IBM has announced a unified analytics system that allows data scientists to work across multiple data stores in ways the company said should eliminate time-consuming data integration and preparation.
The Integrated Analytics System, launched at the Strata Data Conference in New York, aims to let data scientists develop and deploy models wherever data resides.
Rob Thomas, general manager for IBM Analytics, said he has “declared that machine learning will be a part of everything we deliver”.
This means aiming to automate IT processes across the board - whether that’s the process of matching data or of moving it.
“We want to change the jobs of IT professionals,” he told The Register. “That’s different from eliminating them. We don’t think a data steward should have to spend their time matching data sets; they should be focused on getting the value out of those datasets.”
He acknowledged that achieving complete automation is a “long way” off, but thought they could reach the halfway point fairly soon.

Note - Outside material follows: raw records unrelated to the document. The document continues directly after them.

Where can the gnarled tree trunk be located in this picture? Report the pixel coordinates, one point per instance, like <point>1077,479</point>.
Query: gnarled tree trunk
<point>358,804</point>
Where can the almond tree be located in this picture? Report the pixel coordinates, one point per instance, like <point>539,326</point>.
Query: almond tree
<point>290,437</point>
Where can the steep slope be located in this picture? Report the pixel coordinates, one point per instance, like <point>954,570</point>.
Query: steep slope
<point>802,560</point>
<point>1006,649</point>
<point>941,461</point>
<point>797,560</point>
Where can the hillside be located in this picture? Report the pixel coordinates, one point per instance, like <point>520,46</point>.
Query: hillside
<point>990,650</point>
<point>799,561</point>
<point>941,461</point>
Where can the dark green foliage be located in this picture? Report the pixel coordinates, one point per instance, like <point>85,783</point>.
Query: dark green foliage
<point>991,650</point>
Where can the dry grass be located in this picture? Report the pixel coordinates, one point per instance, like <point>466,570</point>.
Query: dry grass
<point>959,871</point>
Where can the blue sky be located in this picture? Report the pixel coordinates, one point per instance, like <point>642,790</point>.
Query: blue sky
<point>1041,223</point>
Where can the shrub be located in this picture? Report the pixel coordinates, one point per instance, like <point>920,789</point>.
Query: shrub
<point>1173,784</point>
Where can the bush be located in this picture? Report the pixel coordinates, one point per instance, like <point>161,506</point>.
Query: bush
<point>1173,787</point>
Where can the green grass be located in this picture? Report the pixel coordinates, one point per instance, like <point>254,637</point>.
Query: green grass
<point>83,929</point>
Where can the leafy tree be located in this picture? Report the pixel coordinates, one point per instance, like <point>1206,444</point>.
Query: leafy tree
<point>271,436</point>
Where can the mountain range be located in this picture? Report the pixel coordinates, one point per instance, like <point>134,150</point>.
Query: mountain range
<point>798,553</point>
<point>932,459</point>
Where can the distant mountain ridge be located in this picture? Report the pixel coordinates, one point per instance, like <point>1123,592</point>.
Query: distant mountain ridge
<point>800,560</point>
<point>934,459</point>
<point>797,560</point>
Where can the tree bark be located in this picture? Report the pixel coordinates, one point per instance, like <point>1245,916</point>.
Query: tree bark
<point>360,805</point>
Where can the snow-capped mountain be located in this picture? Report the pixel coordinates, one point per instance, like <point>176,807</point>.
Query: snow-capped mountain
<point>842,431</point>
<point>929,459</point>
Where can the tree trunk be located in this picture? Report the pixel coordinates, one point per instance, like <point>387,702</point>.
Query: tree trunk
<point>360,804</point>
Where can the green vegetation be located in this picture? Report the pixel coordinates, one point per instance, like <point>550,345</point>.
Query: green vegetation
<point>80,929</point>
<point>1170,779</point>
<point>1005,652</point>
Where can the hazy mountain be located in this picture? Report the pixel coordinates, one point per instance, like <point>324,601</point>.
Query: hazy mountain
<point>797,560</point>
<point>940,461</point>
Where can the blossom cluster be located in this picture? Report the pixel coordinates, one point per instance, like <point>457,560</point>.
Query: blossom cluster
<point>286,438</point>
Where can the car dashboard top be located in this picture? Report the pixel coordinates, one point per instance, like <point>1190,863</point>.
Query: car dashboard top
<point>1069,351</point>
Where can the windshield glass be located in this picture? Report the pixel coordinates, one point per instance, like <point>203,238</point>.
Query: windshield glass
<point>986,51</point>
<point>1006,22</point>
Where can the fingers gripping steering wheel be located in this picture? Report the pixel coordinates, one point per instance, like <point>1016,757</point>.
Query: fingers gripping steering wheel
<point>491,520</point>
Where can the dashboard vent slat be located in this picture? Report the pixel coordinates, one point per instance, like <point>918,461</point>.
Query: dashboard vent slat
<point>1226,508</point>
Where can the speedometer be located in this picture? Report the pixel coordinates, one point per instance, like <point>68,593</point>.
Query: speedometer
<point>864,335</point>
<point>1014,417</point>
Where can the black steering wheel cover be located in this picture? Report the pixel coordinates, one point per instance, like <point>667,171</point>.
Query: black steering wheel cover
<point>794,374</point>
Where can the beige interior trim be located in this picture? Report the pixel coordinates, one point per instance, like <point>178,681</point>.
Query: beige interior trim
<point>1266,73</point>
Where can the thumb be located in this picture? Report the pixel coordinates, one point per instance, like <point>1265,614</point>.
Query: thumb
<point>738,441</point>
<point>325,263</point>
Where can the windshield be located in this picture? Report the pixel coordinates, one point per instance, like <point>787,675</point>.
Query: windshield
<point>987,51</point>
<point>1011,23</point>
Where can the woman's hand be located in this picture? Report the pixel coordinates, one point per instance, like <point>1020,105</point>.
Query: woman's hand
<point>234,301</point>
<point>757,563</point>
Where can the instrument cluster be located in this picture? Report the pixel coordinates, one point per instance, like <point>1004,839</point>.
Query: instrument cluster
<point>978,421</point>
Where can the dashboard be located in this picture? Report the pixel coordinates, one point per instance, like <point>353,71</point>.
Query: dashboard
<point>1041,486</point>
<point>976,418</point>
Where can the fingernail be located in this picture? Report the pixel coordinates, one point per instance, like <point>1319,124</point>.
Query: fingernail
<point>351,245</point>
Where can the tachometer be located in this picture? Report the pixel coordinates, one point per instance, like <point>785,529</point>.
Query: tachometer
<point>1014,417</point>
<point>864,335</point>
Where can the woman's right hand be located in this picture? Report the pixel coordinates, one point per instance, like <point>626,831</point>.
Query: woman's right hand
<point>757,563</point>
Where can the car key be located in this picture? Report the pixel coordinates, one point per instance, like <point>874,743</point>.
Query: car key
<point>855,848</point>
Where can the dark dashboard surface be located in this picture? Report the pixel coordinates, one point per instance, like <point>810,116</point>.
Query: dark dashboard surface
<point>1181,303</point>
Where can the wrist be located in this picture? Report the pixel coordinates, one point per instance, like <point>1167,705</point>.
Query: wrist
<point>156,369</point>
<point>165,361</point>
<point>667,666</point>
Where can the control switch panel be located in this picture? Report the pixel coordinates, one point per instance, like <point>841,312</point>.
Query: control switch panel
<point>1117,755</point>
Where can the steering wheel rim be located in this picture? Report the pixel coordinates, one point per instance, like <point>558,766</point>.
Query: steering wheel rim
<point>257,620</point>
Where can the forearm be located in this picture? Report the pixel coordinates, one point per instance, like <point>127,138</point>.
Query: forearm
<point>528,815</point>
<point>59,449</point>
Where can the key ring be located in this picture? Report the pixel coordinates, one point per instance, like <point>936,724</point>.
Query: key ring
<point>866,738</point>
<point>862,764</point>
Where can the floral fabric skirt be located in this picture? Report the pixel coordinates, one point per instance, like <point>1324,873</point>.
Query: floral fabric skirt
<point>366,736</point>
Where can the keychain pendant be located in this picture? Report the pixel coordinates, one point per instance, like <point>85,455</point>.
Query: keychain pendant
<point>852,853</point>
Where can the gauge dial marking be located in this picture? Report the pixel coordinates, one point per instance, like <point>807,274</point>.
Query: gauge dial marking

“We have around five per cent of automation [now], and that’s not enough - it creates too much manual effort. I want to get to, in the next year, automating 50 per cent of the process - that would be a major change in terms of time to value.”
Lowering barriers to entry
The Integrated Analytics System's contribution to that ambition starts with the IBM common SQL engine and allows users to move workloads across data stores. Data in public, private or hybrid clouds will all appear to be resident on a single system.
“Right now, we need massive data integration and data preparation,” Thomas said. “That sucks up 80 per cent of the time - we’ve eliminated that.”
Once the data is in place, the Apache Spark implementation embedded in IBM’s Data Science Experience and Spark lets scientists crack on with running and training models.
“Basically, you take the learning curve down dramatically,” Thomas said.
“The number one difference is implying the otherwise complicated problem of having to build a data warehouse, bring data together, ETL, clean the data, choose the data science tool … we’ve integrated all that.”
The system also allows data scientists to collaborate, even if they use different programming languages. “The data science world at the moment is fragmented: the old world, which is people building in SAS, and the new world, with open languages like Java. But this environment is collaborative, so you can [share code with] your teammates.”
The data science framework for the new system began with open-source Apache Jupyter, Thomas said. Watson's come along for the ride, too.
Thomas added that clients can run the lot as a containers orchestrated by Kubernetes. “We have IBM cloud private, which is based on Kubernetes,” he said.
“We’ve made it simple to get started with data science here, but when you think about expanding this to the enterprise, the fact it plugs right into Kubernetes fabric makes it easy to use it in a different system.”
IBM is also planning to help boost its customers interest - and expertise - in machine learning with what Thomas describes as a “data science elite team” comprised of IBM staffers who will work on-site to impart their machine learning skills.
“I think of it as a player-coach role,” Thomas said. “They help them get going, and then over time act more as a coach because [the company has] built up the skills.”
Big Blue started to form the team in July. More details on the programme will emerge in November. ®